South Africa are targeting prolific Australian skipper Michael Clarke as they aim to break a five-decade winless drought in the Adelaide Test and seize the initiative in the three-match series.
The top-ranked Proteas were forced to bat out for a draw in the first Brisbane Test after Australia racked up an imposing first innings score of 565 for five declared, Clarke leading the way with an unbeaten 259.
South African skipper Graeme Smith expects his vaunted bowling line-up to fire at the Adelaide Oval in the match starting on Thursday, where South Africa have not won in 48 years.
"I just don't think we backed up well enough in Brisbane," he said. "We had periods when we were good, then we lost our way a little bit.
"We didn't really bowl well in partnerships to create enough pressure on Australia's batting. Hopefully that will happen in Adelaide."
Pacemen Dale Steyn and Morne Morkel had the hosts rocking at 40-3 before Clarke, Ed Cowan (136) and Michael Hussey (100) launched their rescue act.
Morkel plans more short-pitched stuff, particularly at Clarke.
"Definitely that is a plan to always use a short ball -- you have got two short balls an over so why not use it?" Morkel said.
"We just need to use it in a clever way and see how we go from there.

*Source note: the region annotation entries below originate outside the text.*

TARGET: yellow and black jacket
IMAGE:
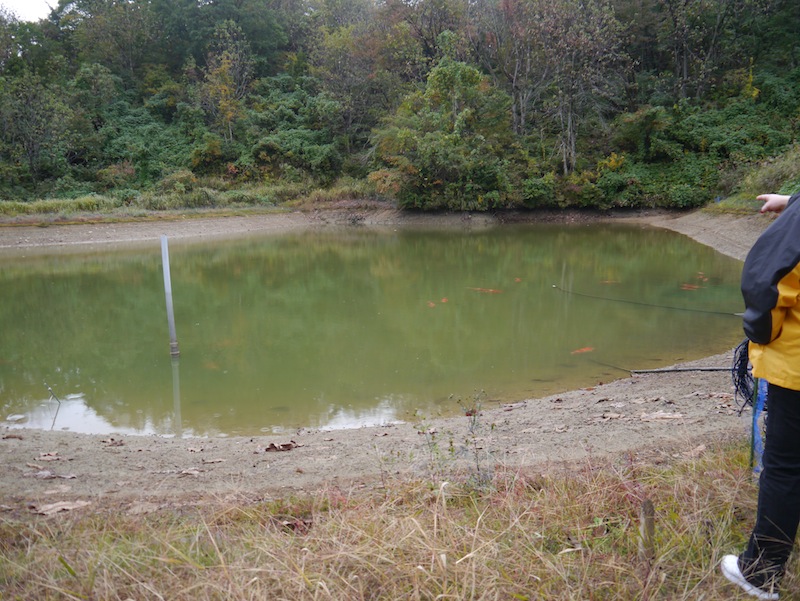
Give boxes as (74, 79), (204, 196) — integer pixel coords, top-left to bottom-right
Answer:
(742, 192), (800, 390)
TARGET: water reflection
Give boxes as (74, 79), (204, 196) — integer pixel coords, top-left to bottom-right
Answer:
(0, 225), (741, 436)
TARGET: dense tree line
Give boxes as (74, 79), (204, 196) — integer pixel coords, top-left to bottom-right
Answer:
(0, 0), (800, 210)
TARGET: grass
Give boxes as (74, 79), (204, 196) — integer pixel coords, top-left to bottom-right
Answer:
(0, 442), (800, 601)
(0, 174), (386, 225)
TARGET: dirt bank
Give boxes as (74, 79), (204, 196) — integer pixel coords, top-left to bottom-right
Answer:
(0, 210), (771, 513)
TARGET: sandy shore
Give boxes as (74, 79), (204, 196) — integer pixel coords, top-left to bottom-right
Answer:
(0, 210), (771, 513)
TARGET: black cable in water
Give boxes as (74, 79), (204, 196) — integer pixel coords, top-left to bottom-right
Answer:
(553, 284), (742, 317)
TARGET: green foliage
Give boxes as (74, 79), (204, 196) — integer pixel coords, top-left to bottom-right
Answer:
(0, 0), (800, 210)
(522, 171), (558, 209)
(248, 76), (343, 182)
(372, 57), (518, 211)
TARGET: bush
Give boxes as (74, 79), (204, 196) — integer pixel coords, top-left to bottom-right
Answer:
(522, 172), (558, 209)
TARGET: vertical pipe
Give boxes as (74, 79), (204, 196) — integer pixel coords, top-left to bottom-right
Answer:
(172, 357), (183, 438)
(161, 236), (181, 357)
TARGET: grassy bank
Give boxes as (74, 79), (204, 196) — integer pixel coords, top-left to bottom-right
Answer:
(0, 440), (800, 601)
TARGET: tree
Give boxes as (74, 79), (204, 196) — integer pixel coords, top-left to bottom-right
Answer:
(0, 72), (72, 182)
(370, 43), (519, 210)
(200, 21), (253, 142)
(534, 0), (627, 174)
(657, 0), (778, 98)
(71, 0), (159, 80)
(468, 0), (550, 136)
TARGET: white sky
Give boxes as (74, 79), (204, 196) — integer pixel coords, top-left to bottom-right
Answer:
(0, 0), (52, 21)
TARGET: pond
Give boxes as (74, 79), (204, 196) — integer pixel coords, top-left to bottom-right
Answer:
(0, 224), (743, 436)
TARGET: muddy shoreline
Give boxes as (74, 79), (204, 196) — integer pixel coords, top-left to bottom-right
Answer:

"Clarke played very, very well. If we can create more pressure and try and stop him from rotating strike that will be key." Clarke was named the man-of-the-match in Brisbane after his third double-century of a year in which he is the highest scorer in Tests with 1,041 runs at an average of 115.66.
South African all-rounder Faf du Plessis is expected to make his debut in place of JP Duminy, out for six months with a ruptured Achilles tendon, and leg-spinner Imran Tahir is likely to replace paceman Rory Kleinveldt, ineffective and wicketless on his debut.
Australia all-rounder Shane Watson, who missed the first Test, has been battling to prove his fitness from a calf injury.
A decision will be made on Wednesday or the morning of the match on his inclusion, but former captain Ricky Ponting said Watson could not play if he was anything less than 100 percent fit.
"There will be a certain amount of running he will have to do to prove that he's right to play a Test match," Ponting said Tuesday.
"No one can go into a Test match 70 percent fit. I don't care if you're a batsman and a slip fielder. If you can't bat at 100 percent, then you are putting pressure on other blokes as well."
Rookie batsman Rob Quiney, who was added to the squad when Watson pulled out of the series opener in Brisbane, is expected to play if Watson fails to prove his fitness.
Local spinner Nathan Lyon, who took four wickets in the first Test, is expected to bowl plenty of overs on his home ground, which is renowned for big totals.
Australian coach Mickey Arthur has likened the Adelaide wicket to those on the subcontinent.
"Adelaide's been pretty consistent, Adelaide's a very, very good wicket," he said.
"You know what you get, it's almost like the subcontinent. It's very slow for the first three days then quickens up towards the back end.
"It goes from being the best batting wicket in the world to being pretty difficult to bat on in days four and five. So, big first innings are the way to go there."
South Africa last won in Adelaide in January 1964, beating Bobby Simpson's team by 10 wickets. They have subsequently lost two and drawn one at the Oval.